There was only one Mr. D. J. Davies. He was laid to rest on February 9th with kingly honours, at Penrhys Cemetery. Like Moses of old he rests on the hill-top, in view of the scene of his many labours for the Master. His funeral showed us how much he was loved, when great and small, rich and poor, saints and sinners met to pay their last tribute. What a gathering! What a lesson to learn therefrom. The world acknowledges that it pays to serve Jesus. Our loved Pastor stood meekly, quietly, steadfastly against all criticisms, controversies with nothing more or less than "The Spoken Word." His favourite reply was "The scripture saith."
The prayers of the saints have been effectual, our dear Sister Davies is better though not yet in our midst. She ever stood shoulder to shoulder with her lost loved one who lived to do "His sweet will," and we pray that by God's grace she will again come forth with us, to carry on much aggressive work, following on what has already been labour fundamentally wrought with much success on Full Gospel lines. 
We feel we have lost our pastor at a time we needed him sorely, but His grace is sufficient and we say
          Had He asked us well we know, we would say, oh, spare this blow. Yes, with streaming tears would say, Lord, we love him let him stay, but we bow and reverently say, Thy will be done.
          John Harvey, Sec.

There we have it. He died of Bronchial Pneumonia and it was very sudden. 

Later, on march 18th 1931, the Redemption Tidings Ambassador magazine contains a message from David John's wife.

Her message can be read in the top right hand corner, "Sister Davies (Ystrad) wishes to thank all kind friends and relatives for their prayers and love shown in her sad bereavement."

Price Davies adds in his memoir that: 

"The following week Mrs. D. J. Davies, with the Elders and brethren of the Ystrad Assembly sent a letter to the Elders and the Church at Penrhiwceiber asking them if they would please release me and let me come to be in charge of the work at Ystrad until Mrs. Davies who was ill in bed at the time, could take over. They kindly granted their request. I was there for two months under much blessing from the Lord."

Still sick and in bed at the time of her husbands death it must have been a shock for his wife Edith. I am glad that her brother in law Price was able to take up some of the work in Ystrad and at least relieve her of that stress. 

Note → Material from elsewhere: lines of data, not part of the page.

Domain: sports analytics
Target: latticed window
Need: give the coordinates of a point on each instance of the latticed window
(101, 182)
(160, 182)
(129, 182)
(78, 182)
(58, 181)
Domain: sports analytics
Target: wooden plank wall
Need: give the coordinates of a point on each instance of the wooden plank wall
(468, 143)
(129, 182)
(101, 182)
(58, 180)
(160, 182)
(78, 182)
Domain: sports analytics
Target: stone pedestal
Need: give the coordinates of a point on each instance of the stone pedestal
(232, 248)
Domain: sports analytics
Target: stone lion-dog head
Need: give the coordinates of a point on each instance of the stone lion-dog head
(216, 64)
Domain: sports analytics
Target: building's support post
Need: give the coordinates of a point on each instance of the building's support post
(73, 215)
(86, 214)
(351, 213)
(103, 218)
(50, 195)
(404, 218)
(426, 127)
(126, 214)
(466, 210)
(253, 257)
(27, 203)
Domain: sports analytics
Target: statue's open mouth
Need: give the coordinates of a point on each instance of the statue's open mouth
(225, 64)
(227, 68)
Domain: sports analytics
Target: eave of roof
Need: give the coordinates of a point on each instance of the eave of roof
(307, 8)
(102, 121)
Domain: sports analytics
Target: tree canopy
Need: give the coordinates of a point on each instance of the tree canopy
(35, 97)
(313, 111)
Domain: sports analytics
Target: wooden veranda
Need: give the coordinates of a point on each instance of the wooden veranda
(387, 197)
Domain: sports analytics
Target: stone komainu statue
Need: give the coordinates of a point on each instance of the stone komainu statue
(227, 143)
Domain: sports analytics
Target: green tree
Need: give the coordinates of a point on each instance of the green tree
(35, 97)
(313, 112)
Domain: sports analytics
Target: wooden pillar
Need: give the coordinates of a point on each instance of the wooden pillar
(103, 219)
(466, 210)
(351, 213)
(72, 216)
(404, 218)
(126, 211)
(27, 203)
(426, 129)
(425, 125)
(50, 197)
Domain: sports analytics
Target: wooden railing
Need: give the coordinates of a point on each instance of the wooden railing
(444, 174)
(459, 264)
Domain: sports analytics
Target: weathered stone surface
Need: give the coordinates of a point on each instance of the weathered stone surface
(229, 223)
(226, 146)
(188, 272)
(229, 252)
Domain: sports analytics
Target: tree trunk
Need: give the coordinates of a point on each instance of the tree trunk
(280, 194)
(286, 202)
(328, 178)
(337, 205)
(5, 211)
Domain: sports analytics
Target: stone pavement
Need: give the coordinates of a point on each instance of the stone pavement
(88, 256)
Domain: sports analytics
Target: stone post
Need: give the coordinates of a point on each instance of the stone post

There is one other thing I would like to take note of. Price Davies was only requested until "Mrs. Davies...could take over." This was 1931 and the church was seemingly perfectly okay for a woman to be leading them. [4]


[1]  Towards the end of his life Price Davies decided to write a record of significant events he could recall occurring in the Welsh Revival and his life since. It is called, "A Testimony and a brief recording of the beginning of the Pentecostal Movement in the Merthyr Borough, Bedlinog and the Aberdare Valley." It has been passed around my family and an electronic copy was handed down to me about 10 years ago. 

[2] This online archive where I found Redemption Tidings is held by University of South California. The copyright of all Redemption Tidings issues is held by the Donald Gee Center at Mattersey Hall and the Assemblies of God, United Kingdom. The particular issues that the articles in this post are taken from are no longer under any copyright at all. 

[3] During my research of the Redemption Tidings and re reading of Price Davies' annotated memories I have discovered that David John Davies was one of the original executive board members of the Assemblies of God in Great Britain. The reason he set off for Manchester was to meet with these original executors (In many ways founders of the Assemblies of God).

[4] There were several times during my reading of Redemption Tidings volumes that it was indicated women led various churches throughout the movement. Whether they were full time ordained ministers or lay ministers I do not know.